Publicado em 26/09/2022 às 08:19.

Última atualização em 26/09/2022 às 08:50.

Uma DAO é uma organização governada e gerida por regras codificadas por meio de contratos inteligentes (smart contracts) executados em blockchains. A DAO é de natureza descentralizada, pois não possui autoridade central, e é autônoma, na medida em que suas ações são executadas por contratos inteligentes, sem a necessidade de um intermediário. A própria estrutura das DAOs implica diversos desafios à sua regulação, especialmente em relação à proteção de dados pessoais.

É importante discutirmos se as DAOs tratam dados pessoais e, portanto, estão sujeitas às legislações de proteção de dados pessoais. Dados pessoais são informações que, direta ou indiretamente, se relacionam a pessoa natural identificada ou identificável. As DAOs podem tratar vários dados pessoais relacionados aos seus membros, por exemplo. Esses dados, ainda que criptografados ou pseudoanonimizados, podem levar à identidade de um membro. Isso ocorreu, por exemplo, na rede Bitcoin, quando uma pesquisa da Cornell University, em 2014, revelou que endereços IP podiam ser encontrados a partir de chaves públicas, levando à identificação dos usuários.

Uma blockchain pública, por exemplo, não armazena informações como nomes ou endereços, mas mantém um registro de valores de hash, chaves públicas e outros dados de transações, que podem ser classificados como dados pessoais, na medida que as informações geralmente são suficientes para identificar o usuário.

A pseudoanonimização pode dificultar a identificação do titular dos dados, mas não a impossibilita, assim como a criptografia, que possibilita o acesso aos dados apenas por meio de chaves de criptografia. Embora essas técnicas possam ser utilizadas como medidas de segurança, não dispensam necessariamente a aplicação das leis de proteção de dados. A inaplicabilidade das leis de proteção de dados pessoais ocorreria nas hipóteses em que de fato os dados fossem anonimizados, ou seja, o dado perderia a possibilidade de associação, direta ou indireta, a um indivíduo de forma irreversível, assim como nos casos em que as informações codificadas não se relacionariam a uma pessoa natural.
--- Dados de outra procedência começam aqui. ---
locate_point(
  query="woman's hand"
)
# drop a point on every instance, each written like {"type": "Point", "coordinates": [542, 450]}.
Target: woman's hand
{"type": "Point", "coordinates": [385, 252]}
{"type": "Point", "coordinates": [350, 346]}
Em relação às figuras dos agentes de tratamento de dados, as legislações de proteção de dados não foram elaboradas para sistemas descentralizados, mas para estruturas centralizadas que decidem e operam atividades de tratamento de dados pessoais. Contudo, as DAOs são caracterizadas pela ausência de uma autoridade central, ou seja, seus membros têm participação na governança da organização e podem contribuir para a definição de suas regras e diretrizes, dificultando a categorização dos agentes de tratamento de dados pessoais e sua responsabilização no caso de violação à proteção de dados pessoais.

Em uma DAO não há uma única organização que determina sozinha a finalidade e os meios de tratamento de dados pessoais. Assim, há quem defenda que os membros da DAO seriam controladores conjuntos, quando determinarem conjuntamente as finalidades e os meios de tratamento de dados pessoais e, consequentemente, cada um seria responsável por eventuais violações à legislação de proteção de dados pela DAO.

Entretanto, essa lógica, na prática, incorre em diversos desafios quando pensamos na responsabilização de 1.000, 10.000 ou 100.000 membros que compõem a DAO por eventuais danos causados pelo tratamento de dados pessoais. Além disso, a arquitetura das DAOs envolve distintos atores (e.g. membros fundadores, membros votantes ou não votantes, desenvolvedores de smart contracts, etc.), que possuem características e funções diferentes que devem ser consideradas para definir adequadamente os agentes de tratamento de dados.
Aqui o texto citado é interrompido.